In John 8:18 we read, “I am one that bear witness of myself, and the Father that sent me beareth witness of me.” Two “Ws” tell the story of Christ’s witness to Himself (1) His Words. They had to confess, “No man ever spake like this man.” Do we not see a suggestion concerning His deity in this? His were more than the words of a man—they were the words of God! (2) His Works attested to His deity. Jesus said in John 5:36, “The works which the Father hath given me to finish, the same works that I do, bear witness of me, that the Father hath sent me.” His were the works of a Creator. He could multiply the loaves and fishes. He could raise the dead. He could calm the tempestuous sea instantly with but a word. He demonstrated His power over the entire physical creation because that creation recognized His hand as that of the one responsible for its existence!

Two “I ams” appear in John 8:23. “I am from above.” He remembered well His pre-incarnate glory which He had enjoyed with the Father and the Holy Spirit. “I am not of this world.” He was in it as a sojourner. He knew that “he came from God and that he went to God.” However, though in the world, He was not of it.

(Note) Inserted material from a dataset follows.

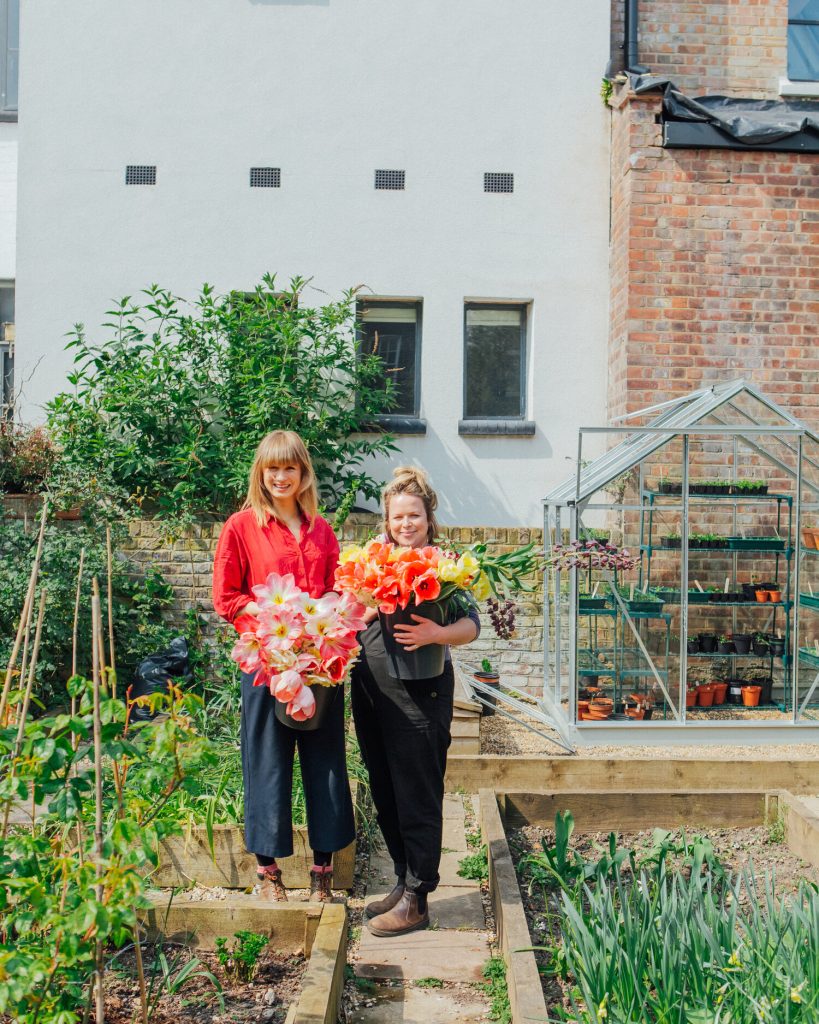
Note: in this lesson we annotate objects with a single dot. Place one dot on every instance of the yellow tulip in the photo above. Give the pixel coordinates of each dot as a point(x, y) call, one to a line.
point(350, 554)
point(447, 570)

An enlightening Gospel truth appears in verse 28. “When ye have lifted up the Son of man, (upon the cross) then shall ye know that I am.” His true deity is revealed to those who behold Him as the Lamb of God, raised upon the cross of shame, to bear away our sins in His own body on the tree. We doubt that the true deity of Christ will be recognized by any except those who receive Him as Sin-bearer, Saviour and Lord.

The eighth “I am” of John 8 is found in verse 58. “Before Abraham was, I am.” What a declaration of deity is here! The Jews to whom He spoke recognized it as the next verse testifies, “Then took they up stones to cast at him.” This was done because of what they stated in their accusation later, that “he being man, made himself God.” The real truth of the matter was the very opposite of their statement. He, being God, made himself man. He was God manifest in the flesh (Immanuel). Those who really know Him can say, with Thomas of old, “My Lord, and my God!”

Colossians 1:16 is very plain in its declaration concerning Christ as Creator. It is Christ who is referred to in verse 14. “In whom we have redemption through his blood, even the forgiveness of sins.” It is still the Son of God who is before us in verse 15, “who is the image of the invisible God, the firstborn of every creature.” It is still Christ of whom the Holy Spirit speaks, through the apostle, in verse 16, “for by him were all things created, that are in heaven, and that are in earth, visible and invisible, whether they be thrones, or dominions or principalities, or powers: all things were created by him, and for him.”

Christ, the Son of God was just as truly CREATOR as was the Father and the Holy Spirit. The best way to know this, dear reader, is to receive Him as your personal Saviour—then He will demonstrate his power of creation by making you “a new creature in Christ”—a part of the new creation of which He, Himself, is the blessed Head. For “if any man be in Christ, he is a new creature, old things are passed away and, behold, all things are become new” (2 Corinthians 5:17).